Mirrors are hung to accommodate people of average stature. This usually means I can’t see myself, or I can only see the top of my head. In some ways this is annoying, but in many others, I’m grateful.
This may sound weird, but I often forget I have dwarfism. I forget I look different from others. I mean, sure, the height difference comes into play throughout my day, but other than that I feel “normal.”
Until I look in a mirror.
When I look in a mirror, I don’t see ME, I see the shell that I live in. My body doesn’t represent my thoughts, interests, emotions, and the countless other things that make me different from every other person in the world. My reflection only shows the one glaring difference between me and most other people: my height. This is the first thing the world sees. This is quite honestly the last thing I think about.
Body image issues are rampant in today’s society, for both men and women. This is not a new issue, but one that’s been around for ages. There are countless marketing strategies targeted at people’s insecurities with their bodies – there’s a “fix-it” solution for everything. All these strategies promise to give me the body I’ve always wanted.

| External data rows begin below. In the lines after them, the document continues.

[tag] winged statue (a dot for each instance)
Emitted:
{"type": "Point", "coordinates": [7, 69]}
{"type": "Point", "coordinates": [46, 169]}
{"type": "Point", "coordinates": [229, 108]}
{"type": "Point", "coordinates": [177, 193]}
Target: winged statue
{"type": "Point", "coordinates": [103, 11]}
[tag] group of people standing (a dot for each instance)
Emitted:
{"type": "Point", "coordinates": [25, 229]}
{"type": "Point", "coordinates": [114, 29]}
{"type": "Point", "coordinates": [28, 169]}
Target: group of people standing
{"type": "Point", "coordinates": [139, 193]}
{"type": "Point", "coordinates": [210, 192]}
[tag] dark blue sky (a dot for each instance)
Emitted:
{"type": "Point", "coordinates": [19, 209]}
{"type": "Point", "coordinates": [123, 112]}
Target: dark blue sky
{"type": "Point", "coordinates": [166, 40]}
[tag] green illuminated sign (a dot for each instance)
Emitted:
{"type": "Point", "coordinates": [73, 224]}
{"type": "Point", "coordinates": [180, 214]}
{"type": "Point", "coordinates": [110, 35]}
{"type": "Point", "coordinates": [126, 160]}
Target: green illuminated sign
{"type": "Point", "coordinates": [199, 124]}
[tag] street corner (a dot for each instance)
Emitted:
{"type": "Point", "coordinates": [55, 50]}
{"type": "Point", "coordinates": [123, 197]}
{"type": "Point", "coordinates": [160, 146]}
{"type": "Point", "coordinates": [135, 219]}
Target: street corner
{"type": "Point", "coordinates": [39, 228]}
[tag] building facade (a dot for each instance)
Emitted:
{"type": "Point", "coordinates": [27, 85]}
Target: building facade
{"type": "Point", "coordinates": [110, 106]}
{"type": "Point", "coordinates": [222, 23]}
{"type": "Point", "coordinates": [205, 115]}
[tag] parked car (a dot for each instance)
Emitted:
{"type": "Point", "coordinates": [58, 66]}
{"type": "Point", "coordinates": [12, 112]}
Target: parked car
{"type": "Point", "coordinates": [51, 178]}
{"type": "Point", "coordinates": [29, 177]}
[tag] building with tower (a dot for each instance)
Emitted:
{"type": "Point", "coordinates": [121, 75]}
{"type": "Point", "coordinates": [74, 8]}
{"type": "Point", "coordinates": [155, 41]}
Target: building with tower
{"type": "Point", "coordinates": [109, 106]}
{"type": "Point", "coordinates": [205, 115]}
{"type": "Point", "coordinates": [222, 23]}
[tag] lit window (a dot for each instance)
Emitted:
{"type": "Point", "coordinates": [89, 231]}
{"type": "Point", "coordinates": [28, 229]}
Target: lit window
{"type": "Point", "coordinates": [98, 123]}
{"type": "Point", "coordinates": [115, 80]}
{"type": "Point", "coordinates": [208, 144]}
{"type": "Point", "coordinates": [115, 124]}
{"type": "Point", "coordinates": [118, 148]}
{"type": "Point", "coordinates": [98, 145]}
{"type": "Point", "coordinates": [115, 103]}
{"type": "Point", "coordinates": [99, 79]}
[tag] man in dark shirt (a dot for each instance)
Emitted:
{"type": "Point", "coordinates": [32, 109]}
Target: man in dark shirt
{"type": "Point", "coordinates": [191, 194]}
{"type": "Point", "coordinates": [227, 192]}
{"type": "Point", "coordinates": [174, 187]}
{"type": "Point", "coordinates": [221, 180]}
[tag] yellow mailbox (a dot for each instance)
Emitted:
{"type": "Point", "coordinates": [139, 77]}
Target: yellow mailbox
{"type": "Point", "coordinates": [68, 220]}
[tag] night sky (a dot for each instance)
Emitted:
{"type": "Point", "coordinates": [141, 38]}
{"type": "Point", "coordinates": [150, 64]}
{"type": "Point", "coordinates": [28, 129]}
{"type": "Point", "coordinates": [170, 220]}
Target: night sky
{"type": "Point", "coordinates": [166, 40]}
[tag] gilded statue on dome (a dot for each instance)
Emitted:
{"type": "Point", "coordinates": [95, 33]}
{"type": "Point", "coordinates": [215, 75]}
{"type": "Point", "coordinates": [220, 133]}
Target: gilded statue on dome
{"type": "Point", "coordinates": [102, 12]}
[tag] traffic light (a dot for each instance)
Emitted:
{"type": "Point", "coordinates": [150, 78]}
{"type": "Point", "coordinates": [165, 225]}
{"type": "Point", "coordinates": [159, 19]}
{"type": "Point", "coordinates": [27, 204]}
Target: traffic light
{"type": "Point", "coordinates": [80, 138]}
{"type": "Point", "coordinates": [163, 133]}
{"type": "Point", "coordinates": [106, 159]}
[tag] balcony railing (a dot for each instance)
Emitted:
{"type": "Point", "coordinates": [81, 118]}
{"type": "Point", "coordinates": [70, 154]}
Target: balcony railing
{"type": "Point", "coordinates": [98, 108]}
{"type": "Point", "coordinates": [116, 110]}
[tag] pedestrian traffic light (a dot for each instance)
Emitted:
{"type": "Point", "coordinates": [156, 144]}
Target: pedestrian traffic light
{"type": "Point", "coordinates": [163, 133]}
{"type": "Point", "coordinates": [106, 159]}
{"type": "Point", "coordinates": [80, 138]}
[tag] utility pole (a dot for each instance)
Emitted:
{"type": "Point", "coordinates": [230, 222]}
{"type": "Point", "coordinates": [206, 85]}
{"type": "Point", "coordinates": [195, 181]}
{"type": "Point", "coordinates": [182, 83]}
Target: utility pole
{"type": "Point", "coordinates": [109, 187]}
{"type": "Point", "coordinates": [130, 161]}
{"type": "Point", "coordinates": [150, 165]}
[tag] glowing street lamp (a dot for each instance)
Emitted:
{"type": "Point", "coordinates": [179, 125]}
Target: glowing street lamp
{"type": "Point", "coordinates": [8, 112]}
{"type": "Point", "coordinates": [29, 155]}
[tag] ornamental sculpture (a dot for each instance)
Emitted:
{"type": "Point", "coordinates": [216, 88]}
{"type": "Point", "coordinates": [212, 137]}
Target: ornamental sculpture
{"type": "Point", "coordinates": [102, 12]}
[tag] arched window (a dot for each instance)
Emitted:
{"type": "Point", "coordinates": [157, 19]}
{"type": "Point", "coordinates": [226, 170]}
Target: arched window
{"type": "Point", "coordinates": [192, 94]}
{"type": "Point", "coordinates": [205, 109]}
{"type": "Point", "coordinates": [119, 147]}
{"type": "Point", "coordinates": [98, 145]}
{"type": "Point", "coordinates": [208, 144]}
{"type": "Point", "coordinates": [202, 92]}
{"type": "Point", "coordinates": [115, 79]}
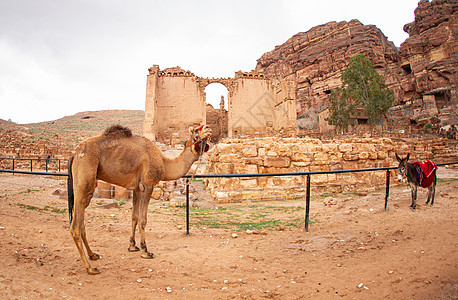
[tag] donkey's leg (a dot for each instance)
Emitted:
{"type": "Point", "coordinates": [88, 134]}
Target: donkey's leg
{"type": "Point", "coordinates": [413, 189]}
{"type": "Point", "coordinates": [433, 190]}
{"type": "Point", "coordinates": [135, 202]}
{"type": "Point", "coordinates": [77, 231]}
{"type": "Point", "coordinates": [143, 214]}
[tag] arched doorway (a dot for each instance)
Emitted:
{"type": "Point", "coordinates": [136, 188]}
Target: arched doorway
{"type": "Point", "coordinates": [216, 98]}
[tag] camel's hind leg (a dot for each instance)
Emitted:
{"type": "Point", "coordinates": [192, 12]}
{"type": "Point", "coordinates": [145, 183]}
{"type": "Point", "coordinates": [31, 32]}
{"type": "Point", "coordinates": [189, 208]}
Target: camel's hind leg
{"type": "Point", "coordinates": [143, 199]}
{"type": "Point", "coordinates": [78, 232]}
{"type": "Point", "coordinates": [135, 202]}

Unless you can make me taller, I’m calling you out on your lies, advertising campaigns.
Back to my issue with mirrors: I can go through my day feeling normal, happy, and positive about my life. However, as soon as I look in a mirror, I can’t help but notice the way dwarfism affects my body – my chubby, round face, the way my short arms hang awkwardly at my sides instead of gracefully like most people, and how my features and limbs are round and squishy, rather than slender and longer like I always imagine. I notice things like my large forehead, the scars left on my legs from previous surgeries, and my massive underbite. I notice all the ways my body differs from that of an average-statured person, especially the body-builders and exercise coaches in all the ads. When I see myself in the mirror, sometimes all thoughts of normalcy and positivity disappear.
I hate that mirrors have that kind of power.

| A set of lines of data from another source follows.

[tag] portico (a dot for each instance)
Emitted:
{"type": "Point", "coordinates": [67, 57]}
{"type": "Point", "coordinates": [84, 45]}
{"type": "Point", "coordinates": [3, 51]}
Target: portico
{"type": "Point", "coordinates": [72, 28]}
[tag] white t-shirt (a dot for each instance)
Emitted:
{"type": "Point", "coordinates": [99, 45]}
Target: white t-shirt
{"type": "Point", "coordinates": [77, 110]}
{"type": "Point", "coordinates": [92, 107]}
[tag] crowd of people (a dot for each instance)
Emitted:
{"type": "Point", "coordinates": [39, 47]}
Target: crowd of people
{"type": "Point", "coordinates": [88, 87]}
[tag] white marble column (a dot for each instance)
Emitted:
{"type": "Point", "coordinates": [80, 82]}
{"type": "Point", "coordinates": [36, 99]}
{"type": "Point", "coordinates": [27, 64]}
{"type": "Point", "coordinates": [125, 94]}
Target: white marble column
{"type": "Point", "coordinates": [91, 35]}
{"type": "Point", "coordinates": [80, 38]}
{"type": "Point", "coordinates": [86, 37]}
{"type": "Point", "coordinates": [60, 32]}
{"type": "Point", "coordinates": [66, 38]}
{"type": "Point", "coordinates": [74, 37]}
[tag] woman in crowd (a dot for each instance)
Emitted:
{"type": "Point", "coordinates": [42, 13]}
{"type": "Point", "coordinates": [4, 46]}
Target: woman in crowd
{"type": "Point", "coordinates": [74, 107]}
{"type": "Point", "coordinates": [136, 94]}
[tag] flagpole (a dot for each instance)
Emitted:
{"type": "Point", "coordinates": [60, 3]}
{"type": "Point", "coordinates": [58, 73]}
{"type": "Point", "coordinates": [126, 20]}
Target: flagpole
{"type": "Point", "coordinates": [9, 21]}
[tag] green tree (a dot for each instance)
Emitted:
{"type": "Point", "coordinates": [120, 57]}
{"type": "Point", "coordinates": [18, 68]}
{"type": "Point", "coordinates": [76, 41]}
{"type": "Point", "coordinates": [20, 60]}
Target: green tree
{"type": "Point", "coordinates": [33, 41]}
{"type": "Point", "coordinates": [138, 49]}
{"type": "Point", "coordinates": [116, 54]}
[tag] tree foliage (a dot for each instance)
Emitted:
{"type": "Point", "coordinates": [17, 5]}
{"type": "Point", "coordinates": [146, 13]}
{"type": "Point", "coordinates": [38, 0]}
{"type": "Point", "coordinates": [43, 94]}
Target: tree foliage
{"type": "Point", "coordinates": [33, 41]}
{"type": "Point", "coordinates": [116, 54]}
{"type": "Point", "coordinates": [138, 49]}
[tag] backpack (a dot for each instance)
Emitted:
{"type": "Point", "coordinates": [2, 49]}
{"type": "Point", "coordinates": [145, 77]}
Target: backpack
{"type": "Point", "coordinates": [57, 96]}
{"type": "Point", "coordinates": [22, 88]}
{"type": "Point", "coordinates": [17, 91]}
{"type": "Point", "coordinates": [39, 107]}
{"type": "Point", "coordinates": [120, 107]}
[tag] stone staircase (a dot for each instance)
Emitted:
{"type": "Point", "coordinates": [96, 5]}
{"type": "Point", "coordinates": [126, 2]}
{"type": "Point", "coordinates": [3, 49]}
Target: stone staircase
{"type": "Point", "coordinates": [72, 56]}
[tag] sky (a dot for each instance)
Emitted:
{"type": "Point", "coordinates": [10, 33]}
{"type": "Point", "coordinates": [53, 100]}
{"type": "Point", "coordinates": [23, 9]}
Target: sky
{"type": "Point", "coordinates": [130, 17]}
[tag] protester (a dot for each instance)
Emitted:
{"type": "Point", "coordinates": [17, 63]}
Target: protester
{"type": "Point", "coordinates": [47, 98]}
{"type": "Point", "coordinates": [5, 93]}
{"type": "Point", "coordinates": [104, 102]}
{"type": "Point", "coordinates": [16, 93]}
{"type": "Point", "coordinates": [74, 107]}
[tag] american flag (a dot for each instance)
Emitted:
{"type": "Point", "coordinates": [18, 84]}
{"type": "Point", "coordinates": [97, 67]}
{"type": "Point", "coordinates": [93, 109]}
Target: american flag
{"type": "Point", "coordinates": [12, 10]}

I would much rather go through life seeing myself through the eyes of those who love me. Those who see me and choose not to treat me any differently for my dwarfism. Those who make me feel human, not abnormal. I’d prefer to go through life relying on my experiences, thoughts, and choices to define who I am, rather than the physical representation in a mirror. I have a mental picture in my head of the person I am – confident, kind, empathetic, determined, and beautiful in her own way. I would prefer to live as that person, and not be weighed down by the reflection staring back at me from a piece of glass.
While I can’t avoid every mirror in my life, I need to remember the mirror doesn’t define who I am. While it may show a physical body that is very different from others and has aspects that discourage me, it can also remind me to keep working on the person the mirror CAN’T see. I’m realizing that mental picture of me doesn’t have to be a dream, I can be all those things even in a body that stands at 3’8″. The mirror can’t show that person, but that doesn’t mean she’s not there.
I highly doubt I will ever like my reflection in the mirror, but I’m realizing that my outward appearance doesn’t have to define my inward perceptions of myself. I can’t change how dwarfism makes me look different, but I can change the impression I leave in the minds of others when they see me. I want others to see me for who I am on the inside, and I want to do the same for them.